I am giving Chinese herbs a few more months. after that I don't know if I will have any other option besides surgery if it keeps getting worse every month.

I am scared and I am alone and I feel disgusting and dirty and foul and broken and I don't want to be here.

Saturday, January 09, 2010

proportions



After taking a year of Herbology classes that focus on learning around 300 of the most frequently used herbs in the Chinese Materia Medica, I've finally started a formulas class.

Putting together a formula is like organizing the government of one of those epic historical simulation computer games. there's an emperor, who dictates the main action and purpose of the formula; below him is the minister, who supports the emperor by either having a similar function or by addressing a second, coexisting symptom. the emperor and minister generally have the highest dosage range in the formula. at lesser doses are the assistants and envoys; the assistant can reinforce the actions of its superiors, it can reduce their unwanted side effects, or occasionally it can have an opposing effect when the disease has a complicated manifestation. the envoy focuses the actions of the formulas on a specific area of the body, such as the throat or the eyes, or else "harmonizes" the formula, sort of like taking the rough edges off. licorice root seems to be the most common envoy- it's very sweet and can make a particularly nasty potion a bit easier to get down.

sometimes the roles of each herb can be unclear: it's easy to pick out the emperor when it's dosed at 60g and everything else is 15 or 6, but certain herbs might be the emperor even if their dosage is small. wild ginger, for example, is an extremely warm herb that is used for severe chills with copious thin mucus; it generally is not dosed higher than 3 grams because it is so warm and drying. in a formula with wild ginger dosed at 3 or 4 grams, it will serve as the emperor even when the other herbs outweigh it by far.

despite the overall Confucian nature of herbal hierarchies, this last fact strikes me as rather Marxist- from each according to his ability, right?


In the past few months I've developed a fairly broad and varied group of friends. some of them are like me and have a lot of free time; some of them work way too much. the few people that I think of as my closest friends all fall into this latter category.
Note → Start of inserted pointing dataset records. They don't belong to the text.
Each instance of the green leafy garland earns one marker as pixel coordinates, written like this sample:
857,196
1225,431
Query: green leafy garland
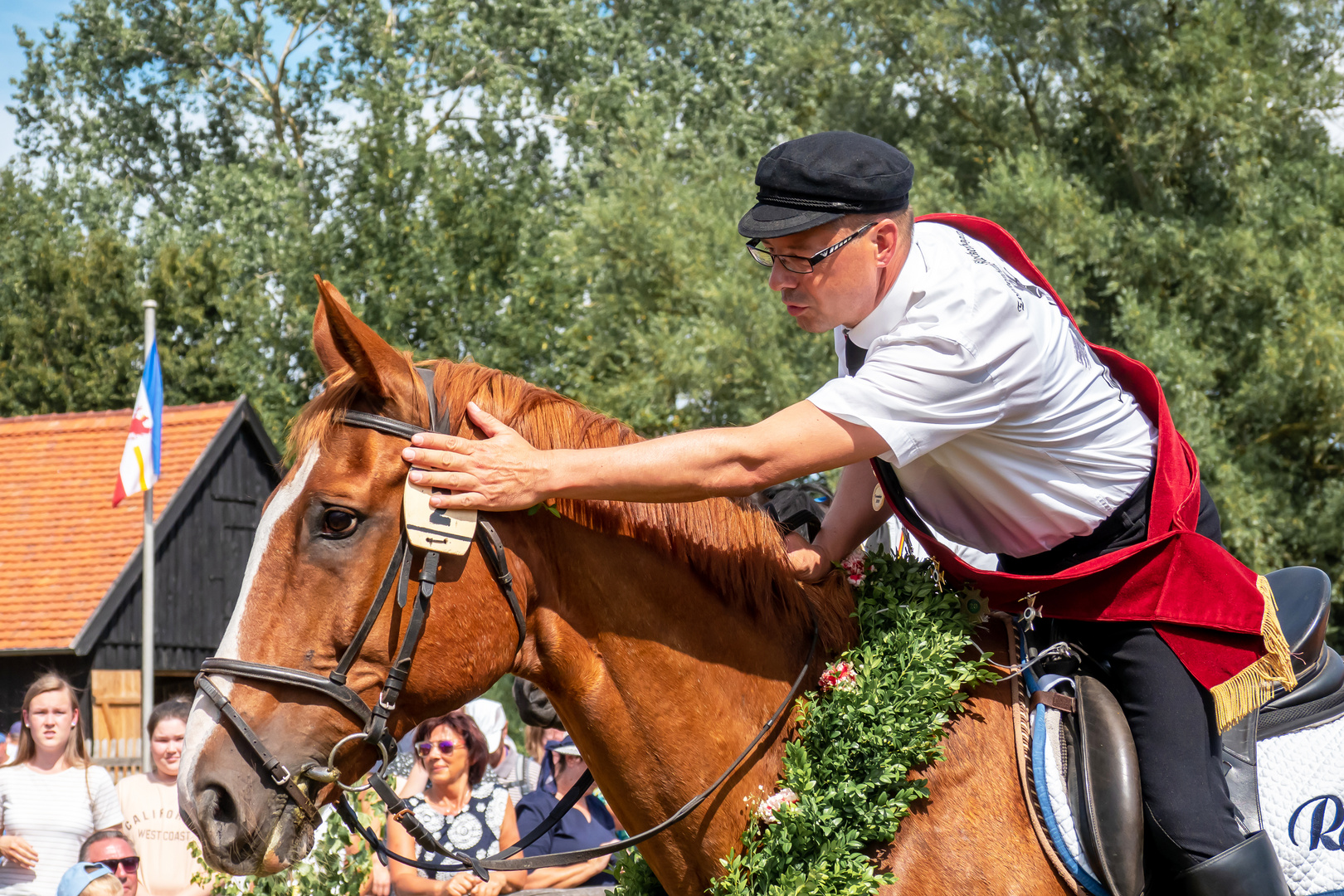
884,715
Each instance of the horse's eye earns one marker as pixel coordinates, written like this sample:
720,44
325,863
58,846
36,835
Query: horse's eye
338,523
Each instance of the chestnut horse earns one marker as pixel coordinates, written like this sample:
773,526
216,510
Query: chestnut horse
665,635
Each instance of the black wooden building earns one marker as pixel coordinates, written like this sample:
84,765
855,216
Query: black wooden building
219,466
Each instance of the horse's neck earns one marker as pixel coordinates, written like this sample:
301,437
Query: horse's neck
661,683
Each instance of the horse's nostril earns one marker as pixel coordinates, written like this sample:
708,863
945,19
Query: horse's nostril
218,817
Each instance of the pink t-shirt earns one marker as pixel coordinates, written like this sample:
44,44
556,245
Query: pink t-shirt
160,839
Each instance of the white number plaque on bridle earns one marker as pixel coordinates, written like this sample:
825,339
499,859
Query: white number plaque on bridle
436,528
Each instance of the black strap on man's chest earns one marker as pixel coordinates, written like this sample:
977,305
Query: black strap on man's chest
854,359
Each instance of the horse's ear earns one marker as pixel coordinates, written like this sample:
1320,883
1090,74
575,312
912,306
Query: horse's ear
323,343
343,340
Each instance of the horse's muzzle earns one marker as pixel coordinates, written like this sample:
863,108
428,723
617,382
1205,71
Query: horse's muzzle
246,828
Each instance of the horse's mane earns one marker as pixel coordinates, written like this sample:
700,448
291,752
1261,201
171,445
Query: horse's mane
730,543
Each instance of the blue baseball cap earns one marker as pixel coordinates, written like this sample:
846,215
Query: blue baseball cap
80,876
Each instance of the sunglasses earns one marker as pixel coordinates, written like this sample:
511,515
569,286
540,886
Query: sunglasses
446,747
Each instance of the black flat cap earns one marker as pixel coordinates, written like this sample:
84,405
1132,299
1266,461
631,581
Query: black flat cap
816,179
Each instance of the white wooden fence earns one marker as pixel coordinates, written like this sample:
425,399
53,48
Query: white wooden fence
119,757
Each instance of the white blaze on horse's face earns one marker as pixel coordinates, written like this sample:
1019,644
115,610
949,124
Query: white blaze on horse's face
205,715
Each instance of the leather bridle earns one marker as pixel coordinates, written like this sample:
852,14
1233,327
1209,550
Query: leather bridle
375,719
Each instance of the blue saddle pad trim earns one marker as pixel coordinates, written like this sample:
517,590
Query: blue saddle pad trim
1038,776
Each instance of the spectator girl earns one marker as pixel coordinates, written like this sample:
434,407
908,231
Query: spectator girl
587,824
51,796
149,805
460,809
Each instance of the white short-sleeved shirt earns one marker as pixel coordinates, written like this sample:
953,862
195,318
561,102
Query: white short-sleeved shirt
56,815
1008,433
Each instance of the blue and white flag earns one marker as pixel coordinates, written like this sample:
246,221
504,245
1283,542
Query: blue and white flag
140,461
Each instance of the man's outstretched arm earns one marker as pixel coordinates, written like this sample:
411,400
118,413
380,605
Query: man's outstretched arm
849,523
504,473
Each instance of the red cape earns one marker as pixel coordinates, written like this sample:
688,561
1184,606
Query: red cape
1218,616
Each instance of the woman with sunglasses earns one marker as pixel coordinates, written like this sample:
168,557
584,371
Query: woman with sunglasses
463,807
51,796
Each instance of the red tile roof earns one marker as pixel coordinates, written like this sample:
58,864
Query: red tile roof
62,544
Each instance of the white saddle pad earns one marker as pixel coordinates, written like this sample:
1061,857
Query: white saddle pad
1301,790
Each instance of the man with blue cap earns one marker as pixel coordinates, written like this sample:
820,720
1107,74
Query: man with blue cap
968,402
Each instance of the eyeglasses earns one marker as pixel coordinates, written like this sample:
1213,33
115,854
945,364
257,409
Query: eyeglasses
446,747
797,264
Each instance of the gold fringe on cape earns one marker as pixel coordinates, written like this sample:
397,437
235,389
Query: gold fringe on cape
1253,687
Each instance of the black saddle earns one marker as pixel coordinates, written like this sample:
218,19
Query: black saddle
1103,768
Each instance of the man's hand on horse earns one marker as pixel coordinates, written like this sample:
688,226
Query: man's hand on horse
810,563
500,472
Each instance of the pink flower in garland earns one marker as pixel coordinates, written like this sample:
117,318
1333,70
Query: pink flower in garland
774,804
840,676
855,567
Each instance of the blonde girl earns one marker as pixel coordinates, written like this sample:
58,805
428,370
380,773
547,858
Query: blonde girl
51,796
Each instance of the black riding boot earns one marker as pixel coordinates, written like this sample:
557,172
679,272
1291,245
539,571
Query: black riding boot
1248,869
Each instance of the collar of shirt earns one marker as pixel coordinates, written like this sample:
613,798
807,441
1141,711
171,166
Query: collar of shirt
895,304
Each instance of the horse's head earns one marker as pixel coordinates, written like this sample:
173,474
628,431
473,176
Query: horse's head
324,543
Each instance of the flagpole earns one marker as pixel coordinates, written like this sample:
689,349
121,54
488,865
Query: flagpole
147,589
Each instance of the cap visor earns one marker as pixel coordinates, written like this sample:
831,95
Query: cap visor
767,222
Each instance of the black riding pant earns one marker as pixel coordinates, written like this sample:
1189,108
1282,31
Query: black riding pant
1188,811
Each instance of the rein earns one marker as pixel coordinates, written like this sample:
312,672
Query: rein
375,720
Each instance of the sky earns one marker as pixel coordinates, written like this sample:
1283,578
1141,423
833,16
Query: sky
32,15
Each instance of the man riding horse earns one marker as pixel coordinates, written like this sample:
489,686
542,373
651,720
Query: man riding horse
996,426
I rarely get to spend time with them, but when I do, it means a lot more to me than when I hang out with people I see every day. their presences in my life are the most important, despite the fact that I might see them for only a few hours a week, or even less. My best girlfriend from back home and I rarely get a chance to sit down and talk on the phone for hours like we used to, but she's still my best friend. I can't remember the last time I got to spend a few hours with my closest friend here, but the twenty minutes every couple days and the waving at each other from our neighboring apartments' windows mean the world to me.

if you can't see the metaphor here, well, I don't know what to tell you.